UF awards faculty nearly $1 million to study racial disparities

The University of Florida is committing nearly $1 million to faculty research projects focused on racial disparities in health care, diversity in professional programs, challenges in developing and teaching an inclusive curriculum, and strategies for creating a more inclusive campus environment.

UF Research and the Office of the Chief Diversity Officer have been working together since June to support programs that reflect UF President Kent Fuchs’ call for a wide-ranging examination of race relations at the university.

Over the last few weeks, UF Research has awarded $970,000 to more than a dozen faculty teams across campus. 

The projects funded include one that addresses racial disparities in clinical trials of treatments for some of the nation’s most prevalent chronic diseases, like obesity, diabetes, hypertension, stroke, heart and kidney disease. 

“The diseases affect more than 50 million Americans, with the highest rates and worse outcomes observed among Black Americans for whom these diseases account for 40% of all deaths,” said Dr. Azra Bihorac, an associate professor of medicine and principal investigator on the project. “Although it is imperative that clinical trials for new therapies include Black participants, the data does not support that mandate. In one major trial of a new class of medications for diabetes, only 4% of the 102,000 participants were Black.” 

Another project, led by psychology Professor Emeritus Carolyn Tucker, is looking at why older Black individuals are reluctant to take advantage of traditional health care and whether they might be more likely to use telehealth options that have grown significantly during the pandemic.

“COVID-19 called national attention to the occurrence of multiple chronic health disparity diseases among Blacks and older adults, particularly those with low incomes and living in urban areas,” Tucker said. “And while there has been a rapid expansion of telehealth, this expansion did not occur among these most vulnerable populations; furthermore, this expansion occurred without consideration of the readiness for or views toward telehealth among these individuals.” 

Tucker’s team will survey 300 older Black men and women in Gainesville and Jacksonville to gain insights into their perceived barriers to utilizing traditional health care options and to understand how telehealth can be used more effectively with this community.

Several projects are focusing on the development of a more inclusive curriculum across the university.

Katheryn Russell-Brown, professor and director of the Levin College of Law’s Center for the Study of Race and Race Relations, aims to develop a new framework for helping faculty incorporate race, racial justice and the Black experience into the curriculum.

“This project has three goals,” Russell-Brown said. “First, to identify the institutional support faculty members say is necessary to pursue a racial justice research agenda related to the Black experience. Second, to identify the components of a successful professional development program responsive to feedback by UF faculty and based on best practices. Third, to initiate the scaffolding for this institutional rewiring on racial justice curriculum development.” 

Russell-Brown’s team aims to create a comprehensive database of UF faculty who have expertise on race-related subjects, specifically the Black experience, and use that expertise to strengthen relations among these scholars and with students and the university administration.

“This plan builds on the momentum of prior efforts to generate a UF curriculum on race and anti-racism that offers a substantive knowledge base to students and institutional support to faculty,” Russell-Brown said. “It meets the needs identified by core UF stakeholders as a response to the country’s current racial climate and it helps to create significant institutional change and momentum by relying upon expertise among UF’s faculty.”

Other projects focus on the student experience.

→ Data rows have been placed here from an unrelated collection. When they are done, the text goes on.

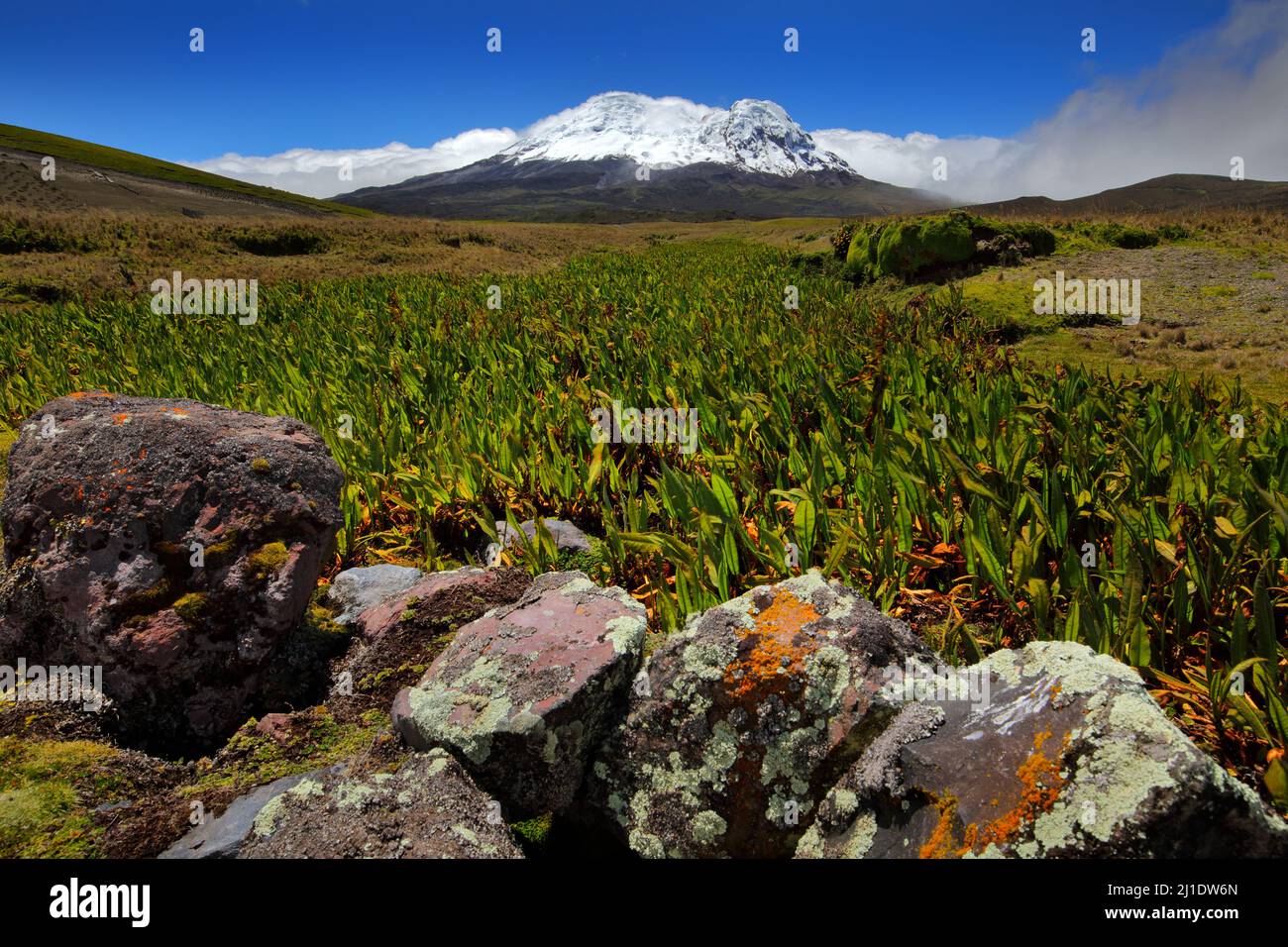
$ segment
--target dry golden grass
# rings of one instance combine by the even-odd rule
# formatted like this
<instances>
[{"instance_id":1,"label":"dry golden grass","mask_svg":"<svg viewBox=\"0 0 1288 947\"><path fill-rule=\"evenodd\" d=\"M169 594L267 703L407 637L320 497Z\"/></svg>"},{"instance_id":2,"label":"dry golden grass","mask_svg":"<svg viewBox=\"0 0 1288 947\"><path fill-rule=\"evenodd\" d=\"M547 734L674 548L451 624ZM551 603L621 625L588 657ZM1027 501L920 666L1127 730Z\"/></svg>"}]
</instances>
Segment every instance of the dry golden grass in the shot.
<instances>
[{"instance_id":1,"label":"dry golden grass","mask_svg":"<svg viewBox=\"0 0 1288 947\"><path fill-rule=\"evenodd\" d=\"M596 250L663 240L750 238L827 249L832 219L717 223L533 224L416 218L219 218L36 211L0 205L0 303L137 294L179 269L198 278L255 278L268 286L367 274L535 273ZM310 253L263 255L238 246L300 234ZM14 250L26 251L14 253Z\"/></svg>"}]
</instances>

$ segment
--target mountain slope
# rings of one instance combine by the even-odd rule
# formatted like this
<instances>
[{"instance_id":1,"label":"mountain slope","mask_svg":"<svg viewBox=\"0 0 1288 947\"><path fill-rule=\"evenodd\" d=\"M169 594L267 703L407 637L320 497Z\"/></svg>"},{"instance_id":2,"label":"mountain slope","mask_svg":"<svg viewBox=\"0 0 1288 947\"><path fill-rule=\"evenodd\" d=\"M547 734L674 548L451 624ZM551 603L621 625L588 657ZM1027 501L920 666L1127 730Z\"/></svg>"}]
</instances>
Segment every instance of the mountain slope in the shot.
<instances>
[{"instance_id":1,"label":"mountain slope","mask_svg":"<svg viewBox=\"0 0 1288 947\"><path fill-rule=\"evenodd\" d=\"M58 161L53 182L40 178L45 156ZM131 151L4 124L0 124L0 182L4 184L0 201L33 206L46 206L53 198L55 207L66 209L107 206L178 213L180 205L200 205L204 213L237 213L246 207L263 211L265 206L305 214L367 213Z\"/></svg>"},{"instance_id":2,"label":"mountain slope","mask_svg":"<svg viewBox=\"0 0 1288 947\"><path fill-rule=\"evenodd\" d=\"M1101 191L1097 195L1056 201L1050 197L1016 197L978 204L981 214L1140 214L1176 210L1288 209L1288 182L1230 180L1220 174L1167 174L1139 184Z\"/></svg>"},{"instance_id":3,"label":"mountain slope","mask_svg":"<svg viewBox=\"0 0 1288 947\"><path fill-rule=\"evenodd\" d=\"M465 167L334 200L390 214L511 220L863 216L945 200L857 174L773 102L729 110L605 93Z\"/></svg>"}]
</instances>

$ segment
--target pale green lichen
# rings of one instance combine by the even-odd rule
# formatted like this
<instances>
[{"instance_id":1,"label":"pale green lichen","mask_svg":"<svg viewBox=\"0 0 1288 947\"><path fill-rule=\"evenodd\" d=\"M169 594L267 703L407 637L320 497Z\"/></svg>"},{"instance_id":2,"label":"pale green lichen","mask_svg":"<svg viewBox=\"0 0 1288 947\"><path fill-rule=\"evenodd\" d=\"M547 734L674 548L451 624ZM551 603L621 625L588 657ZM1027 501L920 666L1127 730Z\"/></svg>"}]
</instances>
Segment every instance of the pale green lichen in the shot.
<instances>
[{"instance_id":1,"label":"pale green lichen","mask_svg":"<svg viewBox=\"0 0 1288 947\"><path fill-rule=\"evenodd\" d=\"M712 844L716 839L724 835L728 828L729 825L720 818L720 813L711 809L705 809L693 817L693 840L699 845Z\"/></svg>"},{"instance_id":2,"label":"pale green lichen","mask_svg":"<svg viewBox=\"0 0 1288 947\"><path fill-rule=\"evenodd\" d=\"M604 633L613 644L616 655L635 655L644 647L644 634L648 631L648 617L644 609L640 615L621 615L607 622Z\"/></svg>"}]
</instances>

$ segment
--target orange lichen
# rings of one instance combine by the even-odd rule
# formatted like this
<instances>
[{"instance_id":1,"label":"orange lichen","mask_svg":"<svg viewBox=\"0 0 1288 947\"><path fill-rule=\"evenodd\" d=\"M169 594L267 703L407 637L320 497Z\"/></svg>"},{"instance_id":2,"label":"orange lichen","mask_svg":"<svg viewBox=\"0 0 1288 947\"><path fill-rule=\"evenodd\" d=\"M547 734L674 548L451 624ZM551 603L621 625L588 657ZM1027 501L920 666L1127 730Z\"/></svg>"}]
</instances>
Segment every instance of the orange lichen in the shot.
<instances>
[{"instance_id":1,"label":"orange lichen","mask_svg":"<svg viewBox=\"0 0 1288 947\"><path fill-rule=\"evenodd\" d=\"M983 828L970 825L963 837L966 850L983 852L990 844L1003 845L1014 841L1020 830L1037 821L1038 816L1050 812L1064 789L1060 776L1060 758L1064 743L1054 759L1047 758L1042 746L1051 738L1051 731L1043 731L1033 737L1033 752L1020 764L1016 776L1020 777L1020 799L1011 809L989 822ZM1069 737L1065 734L1065 742Z\"/></svg>"},{"instance_id":2,"label":"orange lichen","mask_svg":"<svg viewBox=\"0 0 1288 947\"><path fill-rule=\"evenodd\" d=\"M814 606L779 590L773 603L743 629L738 657L725 667L724 682L737 698L761 698L784 689L792 675L805 671L805 658L818 644L801 629L822 616Z\"/></svg>"},{"instance_id":3,"label":"orange lichen","mask_svg":"<svg viewBox=\"0 0 1288 947\"><path fill-rule=\"evenodd\" d=\"M961 858L965 849L957 848L953 840L953 826L957 823L957 799L944 794L935 799L935 808L939 809L939 821L935 822L930 837L917 853L920 858Z\"/></svg>"},{"instance_id":4,"label":"orange lichen","mask_svg":"<svg viewBox=\"0 0 1288 947\"><path fill-rule=\"evenodd\" d=\"M1014 843L1025 826L1036 822L1042 813L1050 812L1064 789L1060 759L1064 756L1069 736L1065 734L1060 752L1055 754L1054 758L1048 758L1042 749L1050 738L1050 731L1043 731L1033 737L1033 752L1016 770L1020 780L1020 794L1016 804L984 826L975 822L967 825L962 831L961 844L956 843L953 834L958 822L957 799L948 792L944 792L943 796L934 796L935 808L939 809L939 821L930 837L921 847L921 857L961 858L967 853L980 854L989 845ZM997 799L990 801L990 805L997 804Z\"/></svg>"}]
</instances>

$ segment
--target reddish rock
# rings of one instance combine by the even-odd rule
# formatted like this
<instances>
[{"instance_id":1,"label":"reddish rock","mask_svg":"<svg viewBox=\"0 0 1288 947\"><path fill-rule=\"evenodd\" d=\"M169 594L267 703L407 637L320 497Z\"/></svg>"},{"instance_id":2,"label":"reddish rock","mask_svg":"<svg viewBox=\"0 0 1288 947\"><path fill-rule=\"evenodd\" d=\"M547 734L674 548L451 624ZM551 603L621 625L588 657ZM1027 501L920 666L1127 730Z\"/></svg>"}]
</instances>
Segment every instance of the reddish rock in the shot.
<instances>
[{"instance_id":1,"label":"reddish rock","mask_svg":"<svg viewBox=\"0 0 1288 947\"><path fill-rule=\"evenodd\" d=\"M210 745L252 713L340 524L341 475L291 417L57 398L0 505L0 660L102 665L128 741Z\"/></svg>"},{"instance_id":2,"label":"reddish rock","mask_svg":"<svg viewBox=\"0 0 1288 947\"><path fill-rule=\"evenodd\" d=\"M488 608L514 602L527 585L527 573L520 569L465 566L448 572L431 572L411 588L363 611L358 616L358 630L374 642L401 621L424 622L433 617L443 625L464 624Z\"/></svg>"},{"instance_id":3,"label":"reddish rock","mask_svg":"<svg viewBox=\"0 0 1288 947\"><path fill-rule=\"evenodd\" d=\"M286 746L291 742L291 715L290 714L264 714L255 723L255 732L261 737L268 737L274 743Z\"/></svg>"},{"instance_id":4,"label":"reddish rock","mask_svg":"<svg viewBox=\"0 0 1288 947\"><path fill-rule=\"evenodd\" d=\"M538 576L513 606L465 625L394 701L417 749L444 746L523 813L567 808L635 673L647 613L581 572Z\"/></svg>"}]
</instances>

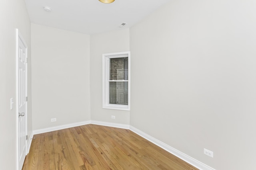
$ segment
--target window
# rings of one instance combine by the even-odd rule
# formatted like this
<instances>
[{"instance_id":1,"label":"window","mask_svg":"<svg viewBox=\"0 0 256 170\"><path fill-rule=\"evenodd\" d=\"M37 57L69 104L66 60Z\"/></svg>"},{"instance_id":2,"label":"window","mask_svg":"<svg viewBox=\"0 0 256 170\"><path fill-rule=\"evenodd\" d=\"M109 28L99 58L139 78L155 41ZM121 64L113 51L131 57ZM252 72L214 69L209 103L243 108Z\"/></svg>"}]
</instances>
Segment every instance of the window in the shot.
<instances>
[{"instance_id":1,"label":"window","mask_svg":"<svg viewBox=\"0 0 256 170\"><path fill-rule=\"evenodd\" d=\"M103 108L130 110L130 51L104 54Z\"/></svg>"}]
</instances>

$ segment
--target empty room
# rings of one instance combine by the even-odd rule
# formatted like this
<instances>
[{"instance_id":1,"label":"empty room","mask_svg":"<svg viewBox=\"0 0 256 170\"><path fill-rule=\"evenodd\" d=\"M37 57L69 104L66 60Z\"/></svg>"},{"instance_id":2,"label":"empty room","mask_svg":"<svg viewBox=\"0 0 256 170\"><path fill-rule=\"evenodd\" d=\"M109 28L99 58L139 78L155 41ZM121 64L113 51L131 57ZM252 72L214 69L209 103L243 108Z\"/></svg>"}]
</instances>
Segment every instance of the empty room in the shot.
<instances>
[{"instance_id":1,"label":"empty room","mask_svg":"<svg viewBox=\"0 0 256 170\"><path fill-rule=\"evenodd\" d=\"M0 169L255 169L256 9L1 1Z\"/></svg>"}]
</instances>

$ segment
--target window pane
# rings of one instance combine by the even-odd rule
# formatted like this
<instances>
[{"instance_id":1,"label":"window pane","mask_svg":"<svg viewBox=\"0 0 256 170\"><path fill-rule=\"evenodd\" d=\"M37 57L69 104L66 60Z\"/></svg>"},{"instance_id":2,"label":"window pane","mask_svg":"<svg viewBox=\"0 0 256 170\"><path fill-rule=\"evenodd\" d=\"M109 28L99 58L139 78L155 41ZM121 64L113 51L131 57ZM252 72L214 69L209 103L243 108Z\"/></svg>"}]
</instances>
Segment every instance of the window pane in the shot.
<instances>
[{"instance_id":1,"label":"window pane","mask_svg":"<svg viewBox=\"0 0 256 170\"><path fill-rule=\"evenodd\" d=\"M128 80L128 57L110 59L110 80Z\"/></svg>"},{"instance_id":2,"label":"window pane","mask_svg":"<svg viewBox=\"0 0 256 170\"><path fill-rule=\"evenodd\" d=\"M109 104L128 105L128 82L109 82Z\"/></svg>"}]
</instances>

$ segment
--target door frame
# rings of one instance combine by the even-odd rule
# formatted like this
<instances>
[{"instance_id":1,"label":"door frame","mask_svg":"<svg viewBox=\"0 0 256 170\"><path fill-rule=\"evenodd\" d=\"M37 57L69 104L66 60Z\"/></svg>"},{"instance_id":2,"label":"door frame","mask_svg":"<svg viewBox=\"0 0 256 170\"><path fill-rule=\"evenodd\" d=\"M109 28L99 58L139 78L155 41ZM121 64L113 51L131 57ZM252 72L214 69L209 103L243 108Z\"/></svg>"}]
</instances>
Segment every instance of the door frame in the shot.
<instances>
[{"instance_id":1,"label":"door frame","mask_svg":"<svg viewBox=\"0 0 256 170\"><path fill-rule=\"evenodd\" d=\"M26 61L27 61L28 59L28 46L27 45L27 44L26 43L26 41L25 41L25 39L23 38L23 37L21 35L20 32L19 31L18 29L16 29L16 169L17 170L19 170L19 143L18 143L18 137L19 137L19 129L18 129L18 40L19 39L21 40L21 41L22 42L24 46L26 48ZM26 96L28 96L28 63L26 61ZM26 127L25 127L25 131L26 135L28 135L28 116L27 116L27 113L28 113L28 102L26 100L26 102L25 102L25 107L26 107L26 113L25 115L25 119L26 119ZM26 155L28 154L28 140L26 141Z\"/></svg>"}]
</instances>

Dr. Duane Mitchell, professor of neurosurgery and director of UF’s Clinical and Translational Science Institute, is leading an effort to identify barriers to success for Blacks in the biomedical field and to develop strategies for them to thrive.

“Biomedical research is integral to translation of scientific findings to healthcare policy and clinical bedside practice,” Mitchell said. “Biomedical professionals who themselves identify as Black, and understand issues relevant to the Black community, are most qualified to produce culturally-sensitive research.

Mitchell’s team is taking a qualitative approach that will include conducting interviews with 30 Black biomedical professionals and completing rigorous narrative analysis of their stories. The project will then host a storytelling event that showcases five new Black professionals telling their stories. 

“Our project harnesses the universal, culturally-relevant power of personal storytelling, grounded theoretically in the life story tradition to amplify and celebrate the Black scientists and biomedical professional’s experience – that is, Black voices in research at UF,” Mitchell said. 

“Our goal is to leverage UF’s multidisciplinary research strengths to develop solutions to the many health, education and economic disparities that affect people of color, on our campus, in our country, and around the world,” said David Norton, UF’s vice president for research.

UF Chief Diversity Officer Antonio Farias is encouraging all grant recipients to share their research, be it in progress or completed, at an Antiracism Symposium scheduled for next Fall.

“It’s encouraging to see the power of research at UF unabashedly take on racial justice.” Farias said. “We expect these projects to be catalysts for wider interdisciplinary efforts underway to diversify our STEM faculty, understand implicit bias and remove barriers to success.”